Gash – Sayup sayup angin menghembus di iring gerimis malam saat purnama mulai bertahta, Lolongan anjing anjing liar menambah suasana mencekam malam itu.
Dengan baju yang telah basah di dera sang gerimis, Mang Murek mempercepat langkah kaki nya memasuki area pemakaman yang terletak di persimpangan tiga membatasi wilayah dua perkampungan.
Dengan meratap lewat kata kata yang biasa, Mang Murek berbalik meninggalkan pemakaman dengan rasa lega telah menyelesaikan kan tugas nya, Karena beberapa hari ini setiap malam menjelang saat azan maghrib berkumandang, Mang Murek selalu di datangi sesosok mahluk halus berupa “pocong” dengan kain kafan berlumur tanah dan darah.
Dengan menggunakan jari kelingking yang di kaitkan pada kain kafan, Mang Murek menggandeng sosok mahluk halus berupa pocong itu yang sudah bergentanyangan semenjak seminggu yang lalu hingga pada waktu yang tepat.
Di malam Jum’at, Mang Murek mengantar kan pocong ke pemakaman sebagai seseorang yang sudah terbiasa mengantar kan sosok pocong hingga kampung tersebut menjadi tenang kembali.
Di kisahkan saat penulis masih bermukim pada satu desa di wilayah suatu desa, Jarak rumah penulis dengan Mang Murek tidak lebih dari 100 meter dan memang di ketahui bahwa, Mang Murek yang berpenampilan biasa biasa saja sering melakukan hal tersebut.
Apapun yang di ceritakan oleh orang-orang tentang pocong (Antu Bangkit) maka, saat mang Murek mengatakan bahwa tidak ada pocong atau yang Bangkit dari kubur bergentayangan, Sudah di pasti kan tidak ada sebab jika ada yang mati bangkit sudah tentu akan menemui beliau untuk di antar kan ke tempat yang selayaknya yaitu perkuburan.
Entah dari mana asal usul hingga mang Murek selalu di datangi pocong itu untuk di antarkan ke tempat yang layak hingga beliau menghembus kan nafas terakhir beberapa tahun silam.
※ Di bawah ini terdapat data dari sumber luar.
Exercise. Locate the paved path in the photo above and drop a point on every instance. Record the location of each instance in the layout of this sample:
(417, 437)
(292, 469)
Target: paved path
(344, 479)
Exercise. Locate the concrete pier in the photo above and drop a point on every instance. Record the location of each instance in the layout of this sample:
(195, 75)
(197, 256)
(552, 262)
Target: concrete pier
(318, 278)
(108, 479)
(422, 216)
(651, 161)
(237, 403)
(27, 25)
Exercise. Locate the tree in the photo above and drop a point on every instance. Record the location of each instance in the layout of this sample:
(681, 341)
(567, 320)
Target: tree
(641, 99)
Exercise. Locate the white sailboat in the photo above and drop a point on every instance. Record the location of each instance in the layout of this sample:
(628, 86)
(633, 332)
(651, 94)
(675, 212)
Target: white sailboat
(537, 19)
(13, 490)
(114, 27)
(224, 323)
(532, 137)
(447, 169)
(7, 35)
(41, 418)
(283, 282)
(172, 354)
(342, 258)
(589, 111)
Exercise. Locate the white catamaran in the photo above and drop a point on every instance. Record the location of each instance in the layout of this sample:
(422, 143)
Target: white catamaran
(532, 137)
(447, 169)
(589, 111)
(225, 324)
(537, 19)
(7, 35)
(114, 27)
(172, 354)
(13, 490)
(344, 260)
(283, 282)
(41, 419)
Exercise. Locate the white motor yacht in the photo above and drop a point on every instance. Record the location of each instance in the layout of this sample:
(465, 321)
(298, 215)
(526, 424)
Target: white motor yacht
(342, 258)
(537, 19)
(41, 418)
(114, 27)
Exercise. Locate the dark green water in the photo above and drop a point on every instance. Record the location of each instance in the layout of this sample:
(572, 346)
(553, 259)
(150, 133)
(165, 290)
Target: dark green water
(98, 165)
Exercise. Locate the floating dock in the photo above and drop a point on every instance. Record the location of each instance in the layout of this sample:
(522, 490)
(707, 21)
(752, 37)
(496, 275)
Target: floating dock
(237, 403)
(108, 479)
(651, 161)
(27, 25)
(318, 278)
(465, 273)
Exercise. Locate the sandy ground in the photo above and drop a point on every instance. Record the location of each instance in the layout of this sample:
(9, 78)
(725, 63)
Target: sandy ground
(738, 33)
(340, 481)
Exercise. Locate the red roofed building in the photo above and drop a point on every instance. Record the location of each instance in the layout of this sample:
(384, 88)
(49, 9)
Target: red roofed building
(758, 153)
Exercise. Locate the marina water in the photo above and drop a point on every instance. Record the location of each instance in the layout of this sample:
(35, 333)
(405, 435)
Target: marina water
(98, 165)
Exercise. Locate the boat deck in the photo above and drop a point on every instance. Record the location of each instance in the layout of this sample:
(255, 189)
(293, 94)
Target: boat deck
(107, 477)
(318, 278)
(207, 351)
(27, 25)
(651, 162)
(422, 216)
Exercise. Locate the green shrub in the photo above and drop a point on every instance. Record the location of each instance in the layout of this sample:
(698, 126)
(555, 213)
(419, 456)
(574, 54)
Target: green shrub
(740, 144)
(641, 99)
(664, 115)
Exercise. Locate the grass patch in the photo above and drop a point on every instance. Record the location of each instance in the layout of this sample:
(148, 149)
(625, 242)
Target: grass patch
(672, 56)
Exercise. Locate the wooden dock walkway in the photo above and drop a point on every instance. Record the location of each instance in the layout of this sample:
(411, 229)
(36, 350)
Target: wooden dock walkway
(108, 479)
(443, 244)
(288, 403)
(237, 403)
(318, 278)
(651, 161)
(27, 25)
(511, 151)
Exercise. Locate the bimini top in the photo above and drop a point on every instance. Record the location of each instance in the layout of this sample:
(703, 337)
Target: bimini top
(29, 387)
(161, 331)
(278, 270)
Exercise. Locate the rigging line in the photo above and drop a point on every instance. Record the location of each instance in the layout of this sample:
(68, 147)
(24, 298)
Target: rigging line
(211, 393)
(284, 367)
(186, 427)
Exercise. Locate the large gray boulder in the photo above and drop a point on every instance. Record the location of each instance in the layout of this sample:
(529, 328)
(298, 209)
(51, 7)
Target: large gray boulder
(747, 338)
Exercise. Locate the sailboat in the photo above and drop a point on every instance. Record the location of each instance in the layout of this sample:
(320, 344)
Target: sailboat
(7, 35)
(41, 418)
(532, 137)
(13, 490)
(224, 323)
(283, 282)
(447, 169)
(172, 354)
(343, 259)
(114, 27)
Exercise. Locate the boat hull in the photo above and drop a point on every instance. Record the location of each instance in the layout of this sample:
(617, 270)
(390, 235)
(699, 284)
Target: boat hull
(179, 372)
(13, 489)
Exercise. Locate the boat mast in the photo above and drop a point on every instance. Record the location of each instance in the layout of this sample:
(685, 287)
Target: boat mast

Beliau tidak pernah bercerita dan bungkam tentang hal itu sebab niatnya hanyalah membantu sang pocong dan membuat warga tenang kembali.
Setiap manusia telah di berikan kelebihan masing-masing oleh sang pencipta hingga untuk melihat bentuk dan rupa pocong atau “Antu Bangkit” atau hantu bangkit tidak semua indra penglihatan manusia mampu menembus rupa dan bentuk yang sesungguhnya hanya manusia-manusia pilihan yang mempunyai kelebihan lah mengetahui hal tersebut.
Namun, Jika Allah berkehendak tiada sulit bagi-Nya untuk membuka mata bathin seseorang hingga mampu untuk melakukan hal hal di luar nalar dan pikiran manusia.
Walahualam bissawaf, Apa yang terjadi tak lepas dari kuasa Allah SWT sebagai pencipta alam semesta beserta isinya, Begitu pula apa pun kehendak Nya pasti terjadi atas izin Nya.